Intervention sur l’exposé de J. Dreyfus-Moreau : « Étude structurale de deux cas de névrose concentrationnaire » Paru dans l’évolution psychiatrique, 1952, fascicule II, p. 217, 218.

(217)M. Lacan. – Il me parait désirable que pour l’étude des individus vivant une vie concentrationnaire, une terminologie psychanalytique soit employée. Je n’ai pas, en écoutant l’intéressante conférence de Mme Dreyfus-Moreau, pleinement souscrit à son assimilation totale des réactions de son deuxième malade à l’égard de ses geôliers à des phénomènes de transfert paternel. Je tiens pour très probable que ces deux malades étaient des névrosés et dans ces cas de névrose je ne puis que souligner l’inefficacité de la narcose pour toute reconstitution structurale. L’échec de ces procédés thérapeutiques me parait aussi évident dans les névroses dites « traumatiques » que dans les autres.
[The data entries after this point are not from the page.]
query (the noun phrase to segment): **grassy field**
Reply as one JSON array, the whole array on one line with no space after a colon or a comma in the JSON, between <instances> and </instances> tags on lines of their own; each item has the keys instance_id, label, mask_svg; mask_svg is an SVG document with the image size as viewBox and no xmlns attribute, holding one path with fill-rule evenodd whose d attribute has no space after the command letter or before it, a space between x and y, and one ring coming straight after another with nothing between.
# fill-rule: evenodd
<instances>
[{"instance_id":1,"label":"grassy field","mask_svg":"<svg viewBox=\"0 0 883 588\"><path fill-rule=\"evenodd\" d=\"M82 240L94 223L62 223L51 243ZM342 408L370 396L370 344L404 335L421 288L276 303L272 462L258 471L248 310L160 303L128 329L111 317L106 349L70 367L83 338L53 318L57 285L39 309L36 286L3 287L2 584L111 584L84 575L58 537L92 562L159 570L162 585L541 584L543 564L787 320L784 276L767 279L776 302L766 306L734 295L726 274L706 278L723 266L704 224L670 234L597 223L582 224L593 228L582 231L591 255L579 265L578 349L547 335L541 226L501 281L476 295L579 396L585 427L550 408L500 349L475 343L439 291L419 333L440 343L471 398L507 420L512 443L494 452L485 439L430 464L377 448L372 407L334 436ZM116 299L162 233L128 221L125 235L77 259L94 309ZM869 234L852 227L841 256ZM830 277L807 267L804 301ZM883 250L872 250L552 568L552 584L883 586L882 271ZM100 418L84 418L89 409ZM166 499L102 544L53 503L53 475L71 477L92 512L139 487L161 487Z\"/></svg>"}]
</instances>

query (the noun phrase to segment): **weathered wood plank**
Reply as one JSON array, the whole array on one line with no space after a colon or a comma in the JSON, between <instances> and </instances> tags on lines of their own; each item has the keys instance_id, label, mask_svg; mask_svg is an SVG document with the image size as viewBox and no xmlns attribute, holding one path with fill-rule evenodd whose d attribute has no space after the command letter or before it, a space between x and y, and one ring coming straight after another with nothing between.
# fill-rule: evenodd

Je sais bien qu’on se targue, en recourant à leur emploi, d’éviter au patient l’angoisse, mais l’angoisse est le prix dont se paie nécessairement toute réidentification en tant qu’elle est une condition inéluctable de toute modification du « Moi ».

 

M. Lebovici. – Je m’accorde avec M. Lacan pour demander si vraiment l’étiquette de « Névrose traumatique » doit être appliquée au « concentrationnaire » et pour discuter les limites de la valeur du langage psychanalytique à propos de l’envisagement psychologique des situations aux actions humaines en général. Dans le cas particulier des malades de Mme Dreyfus-Moreau, il me semble que nous pouvons à leur sujet comprendre la nécessité d’étudier les structures « préparantes ». C’est dans cette perspective que l’abréaction émotionnelle de la cure, narco-psychothérapique peut être éventuellement utilisée comme facteur d’amélioration durable. On ne saurait oublier (et spécialement à l’occasion de la malade qui a fui son traitement) la notion des bénéfices secondaires de la névrose. On ne saurait non plus négliger les aléas déterminés par la technique qui consiste à analyser un seul complexe, technique partielle impliquée souvent, dans les techniques des psychothérapies brèves.

 

M. Marty. – je voudrais demander à Mme Dreyfus-Moreau quelle est la qualité spéciale de l’événement qui l’a fait qualifier de « traumatique ».

 

Mme Dreyfus-Moreau. – Ici, l’événement concentrationnaire.

 

M. Lacan. – J’insiste sur l’intérêt soulevé par la question de M. Marty.

 

Mme Dreyfus moreau. – Peut-être faut-il souligner l’intensité de l’agression.

 

M. Lacan. – Peut-on considérer que c’est l’extériorisation de l’agresseur qui joue ici le rôle important ?

 

(218)Mlle Boutonier. – Il faut distinguer le trauma qui provoque un brusque changement actuel et le trauma qui provoque un passage dans un monde éthique différent et où le sujet ayant vécu avec des monstres devient un monstre. Ainsi la première malade, émue au souvenir de ses camarades décimées indiquait implicitement qu’en se « débrouillant » elle envoyait les autres mourir à sa place.

 

M. Lacan. – Telle était la loi de cette jungle.

 

Mlle Boutonier. – Ceux qui sont névrosés « sympathisent », au sens étymologique de « résonance douloureuse », avec cette loi. M. Lacan a nié l’assimilation d’une image paternelle au personnage du camp de concentration. Niera-t-il également celle d’une image maternelle ? Et je me rappelle à ce sujet que M. Lacan a attiré l’attention ailleurs, sur les fantasmes sado-masochistes du tout jeune enfant.

 

M. Lacan. – Oui, peut-être l’image maternelle joue-t-elle un rôle. Cependant ne restons pas cantonnés à propos de ces cas dans une méthode de psychologie strictement individuelle.